Global professional services firm PwC has revealed that it pays its black, Asian and minority-ethnic staff in the UK almost 13 per cent less than other employees in the country.

In a report on Monday, the company said that it had published the figures in an effort to “shine the spotlight on ethnicity in the workplace and encourage organisations to take action”.

“We need to start looking beyond the narrow lense of gender, otherwise true workplace diversity won’t be achieved,” said Kevin Ellis, chairman and senior partner at PwC.

From April next year, companies across the UK employing more than 250 people will have to publish their gender pay gap figures on their websites.

They must provide the mean and median gender pay gap in hourly pay as well as the mean and median bonus gap, the proportion of males and females receiving a bonus and the proportion of males and females in each pay quartile.

PwC said that it had calculated its BAME pay and bonus gaps using the same methodology as the Government requires for the gender pay gap, based on the data the firm has available from employees.

Its BAME pay gap is currently 12.8 per cent and the BAME bonus gap is 35.4 per cent. The pay gap, it said, is entirely driven by the fact that there are more non-BAME staff in senior higher-paid roles and more BAME staff in junior administrative roles. PwC said that it does pay BAME and non-BAME workers the same amount for equivalent roles.
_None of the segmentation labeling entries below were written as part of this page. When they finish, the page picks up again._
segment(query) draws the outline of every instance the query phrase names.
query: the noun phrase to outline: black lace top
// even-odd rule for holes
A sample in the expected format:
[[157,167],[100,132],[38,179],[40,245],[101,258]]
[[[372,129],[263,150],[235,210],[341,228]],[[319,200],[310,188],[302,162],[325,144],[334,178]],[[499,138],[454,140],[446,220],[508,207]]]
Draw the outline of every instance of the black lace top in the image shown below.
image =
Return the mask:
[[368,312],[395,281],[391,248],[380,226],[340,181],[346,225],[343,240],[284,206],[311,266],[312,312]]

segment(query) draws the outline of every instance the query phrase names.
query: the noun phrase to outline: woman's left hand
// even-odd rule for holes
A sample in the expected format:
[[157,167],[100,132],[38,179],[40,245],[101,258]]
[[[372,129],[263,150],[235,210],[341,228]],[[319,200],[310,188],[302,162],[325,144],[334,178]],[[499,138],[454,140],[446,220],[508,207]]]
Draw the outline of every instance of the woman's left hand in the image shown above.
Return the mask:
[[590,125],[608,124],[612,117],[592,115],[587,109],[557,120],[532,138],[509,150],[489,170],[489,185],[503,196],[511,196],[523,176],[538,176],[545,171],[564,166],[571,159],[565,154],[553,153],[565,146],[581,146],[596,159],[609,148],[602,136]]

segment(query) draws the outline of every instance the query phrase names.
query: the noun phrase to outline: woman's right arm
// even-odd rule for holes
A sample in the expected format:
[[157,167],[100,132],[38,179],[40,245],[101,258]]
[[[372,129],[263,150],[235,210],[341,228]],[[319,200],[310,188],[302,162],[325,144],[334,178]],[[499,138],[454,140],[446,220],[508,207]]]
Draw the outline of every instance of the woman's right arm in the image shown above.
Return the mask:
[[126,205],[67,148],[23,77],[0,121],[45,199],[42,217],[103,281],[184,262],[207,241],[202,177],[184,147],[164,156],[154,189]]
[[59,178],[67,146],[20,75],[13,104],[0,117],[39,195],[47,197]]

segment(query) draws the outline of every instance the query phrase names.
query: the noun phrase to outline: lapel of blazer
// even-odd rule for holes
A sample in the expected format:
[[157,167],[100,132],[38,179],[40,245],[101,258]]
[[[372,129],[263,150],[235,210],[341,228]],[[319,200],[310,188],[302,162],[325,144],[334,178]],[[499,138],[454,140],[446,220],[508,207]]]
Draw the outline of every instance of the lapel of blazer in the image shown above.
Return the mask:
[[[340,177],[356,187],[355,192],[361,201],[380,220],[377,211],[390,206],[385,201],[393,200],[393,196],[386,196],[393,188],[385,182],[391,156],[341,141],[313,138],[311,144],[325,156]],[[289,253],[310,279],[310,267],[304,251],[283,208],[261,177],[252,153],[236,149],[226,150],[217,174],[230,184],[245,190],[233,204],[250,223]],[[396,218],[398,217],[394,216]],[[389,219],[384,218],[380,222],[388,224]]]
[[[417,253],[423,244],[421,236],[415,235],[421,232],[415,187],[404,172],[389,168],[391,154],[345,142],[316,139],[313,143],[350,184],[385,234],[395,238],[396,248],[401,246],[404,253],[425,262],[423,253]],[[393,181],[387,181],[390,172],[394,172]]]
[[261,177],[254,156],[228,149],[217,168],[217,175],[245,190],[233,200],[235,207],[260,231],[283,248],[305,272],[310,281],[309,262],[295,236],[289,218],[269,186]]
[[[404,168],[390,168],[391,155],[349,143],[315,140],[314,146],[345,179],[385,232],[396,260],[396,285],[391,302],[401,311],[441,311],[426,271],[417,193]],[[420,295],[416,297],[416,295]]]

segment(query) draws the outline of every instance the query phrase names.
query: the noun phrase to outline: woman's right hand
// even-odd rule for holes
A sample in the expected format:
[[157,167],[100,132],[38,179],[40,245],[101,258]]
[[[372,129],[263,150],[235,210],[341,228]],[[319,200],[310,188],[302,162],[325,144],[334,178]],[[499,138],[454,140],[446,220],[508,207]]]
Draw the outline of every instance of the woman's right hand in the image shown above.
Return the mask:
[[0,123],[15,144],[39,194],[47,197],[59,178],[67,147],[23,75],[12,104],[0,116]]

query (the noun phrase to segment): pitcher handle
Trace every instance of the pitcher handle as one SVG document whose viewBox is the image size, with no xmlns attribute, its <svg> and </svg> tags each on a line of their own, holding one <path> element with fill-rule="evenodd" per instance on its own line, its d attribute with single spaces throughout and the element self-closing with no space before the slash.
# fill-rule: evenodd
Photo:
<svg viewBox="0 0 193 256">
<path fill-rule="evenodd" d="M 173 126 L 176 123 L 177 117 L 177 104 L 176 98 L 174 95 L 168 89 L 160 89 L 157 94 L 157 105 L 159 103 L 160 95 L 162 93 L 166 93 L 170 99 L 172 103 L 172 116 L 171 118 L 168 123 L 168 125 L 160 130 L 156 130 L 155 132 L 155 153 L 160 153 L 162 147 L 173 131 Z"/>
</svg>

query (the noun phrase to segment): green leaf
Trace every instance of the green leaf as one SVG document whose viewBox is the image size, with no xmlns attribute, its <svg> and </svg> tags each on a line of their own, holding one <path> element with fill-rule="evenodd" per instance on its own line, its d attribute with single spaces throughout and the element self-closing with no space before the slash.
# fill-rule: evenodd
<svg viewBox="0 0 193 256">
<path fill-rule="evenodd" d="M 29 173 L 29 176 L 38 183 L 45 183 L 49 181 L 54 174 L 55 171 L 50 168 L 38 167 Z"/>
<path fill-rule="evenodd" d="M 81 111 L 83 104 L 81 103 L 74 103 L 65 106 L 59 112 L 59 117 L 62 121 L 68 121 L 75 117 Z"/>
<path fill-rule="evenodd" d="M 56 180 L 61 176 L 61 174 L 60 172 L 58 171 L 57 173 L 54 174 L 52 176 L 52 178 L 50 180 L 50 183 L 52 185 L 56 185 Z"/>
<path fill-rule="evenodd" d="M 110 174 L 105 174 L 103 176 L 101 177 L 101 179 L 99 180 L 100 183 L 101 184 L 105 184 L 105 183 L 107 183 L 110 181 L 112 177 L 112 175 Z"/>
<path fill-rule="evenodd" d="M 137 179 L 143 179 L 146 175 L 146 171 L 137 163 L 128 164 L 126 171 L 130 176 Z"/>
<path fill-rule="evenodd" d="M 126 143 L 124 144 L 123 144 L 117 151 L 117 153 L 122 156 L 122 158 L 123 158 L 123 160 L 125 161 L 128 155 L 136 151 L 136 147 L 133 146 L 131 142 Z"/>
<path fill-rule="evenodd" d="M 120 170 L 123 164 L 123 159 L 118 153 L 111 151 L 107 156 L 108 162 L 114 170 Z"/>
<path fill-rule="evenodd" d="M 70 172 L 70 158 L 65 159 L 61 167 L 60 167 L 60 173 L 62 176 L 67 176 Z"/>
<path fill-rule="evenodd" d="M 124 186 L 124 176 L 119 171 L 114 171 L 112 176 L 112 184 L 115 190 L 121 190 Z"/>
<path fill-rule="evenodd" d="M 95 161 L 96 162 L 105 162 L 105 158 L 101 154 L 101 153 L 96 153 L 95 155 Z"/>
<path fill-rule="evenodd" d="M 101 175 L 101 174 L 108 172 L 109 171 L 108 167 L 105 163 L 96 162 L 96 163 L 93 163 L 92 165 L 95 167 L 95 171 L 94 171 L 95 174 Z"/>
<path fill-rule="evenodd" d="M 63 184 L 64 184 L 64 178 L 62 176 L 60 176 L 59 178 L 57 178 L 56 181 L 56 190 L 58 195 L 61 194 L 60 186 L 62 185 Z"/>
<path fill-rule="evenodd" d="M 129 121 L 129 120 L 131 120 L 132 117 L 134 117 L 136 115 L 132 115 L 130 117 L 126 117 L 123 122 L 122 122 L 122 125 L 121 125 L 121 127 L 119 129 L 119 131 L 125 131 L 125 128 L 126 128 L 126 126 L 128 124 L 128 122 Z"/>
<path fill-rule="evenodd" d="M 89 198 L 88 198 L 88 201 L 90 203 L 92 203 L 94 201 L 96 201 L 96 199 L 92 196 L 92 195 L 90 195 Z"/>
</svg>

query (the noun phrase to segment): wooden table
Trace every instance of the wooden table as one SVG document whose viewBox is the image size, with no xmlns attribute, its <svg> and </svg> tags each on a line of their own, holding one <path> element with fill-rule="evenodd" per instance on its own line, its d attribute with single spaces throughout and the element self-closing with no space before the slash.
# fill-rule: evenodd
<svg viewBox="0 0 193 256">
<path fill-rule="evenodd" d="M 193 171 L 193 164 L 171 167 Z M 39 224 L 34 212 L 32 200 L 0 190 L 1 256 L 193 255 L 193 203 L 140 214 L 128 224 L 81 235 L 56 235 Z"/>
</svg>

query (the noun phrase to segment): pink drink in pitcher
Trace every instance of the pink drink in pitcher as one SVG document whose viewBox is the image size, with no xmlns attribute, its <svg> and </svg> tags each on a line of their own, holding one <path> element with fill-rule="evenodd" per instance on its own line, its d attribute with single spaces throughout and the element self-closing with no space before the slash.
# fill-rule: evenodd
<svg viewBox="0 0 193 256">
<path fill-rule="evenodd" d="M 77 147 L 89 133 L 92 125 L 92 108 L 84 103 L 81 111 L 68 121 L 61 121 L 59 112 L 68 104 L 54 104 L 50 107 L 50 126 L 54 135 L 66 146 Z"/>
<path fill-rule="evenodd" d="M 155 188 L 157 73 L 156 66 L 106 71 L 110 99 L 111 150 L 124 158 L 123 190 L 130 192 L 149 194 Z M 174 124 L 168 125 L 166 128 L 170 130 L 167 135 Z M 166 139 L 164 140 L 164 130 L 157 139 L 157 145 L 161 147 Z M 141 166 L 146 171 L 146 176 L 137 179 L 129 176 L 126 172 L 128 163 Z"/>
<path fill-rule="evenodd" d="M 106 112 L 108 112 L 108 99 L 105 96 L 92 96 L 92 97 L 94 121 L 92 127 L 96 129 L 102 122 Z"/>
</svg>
“Our priority is to do all we can to retain our junior BAME talent and improve rates of progression to senior management levels,” Mr Ellis said.

“We’re aiming to achieve this through stronger accountability across our business to deliver our gender and ethnicity targets, monitoring our pipelines on a more regular basis and making sure that all of our people can benefit from the most stretching of client engagements,” he said.

“We are also talking to our BAME employees to understand their sense of working at PwC to see if there are any barriers we can address.”

In July, a study conducted by the Chartered Management Institute – a professional management body—in collaboration with the British Academy of Management, showed that fewer than one in 10 management jobs in the UK are currently held BAME employees.

It also showed that only 21 per cent of FTSE 100 leaders publish their current diversity levels and only 54 per cent are seen to be actively championing greater diversity in their companies.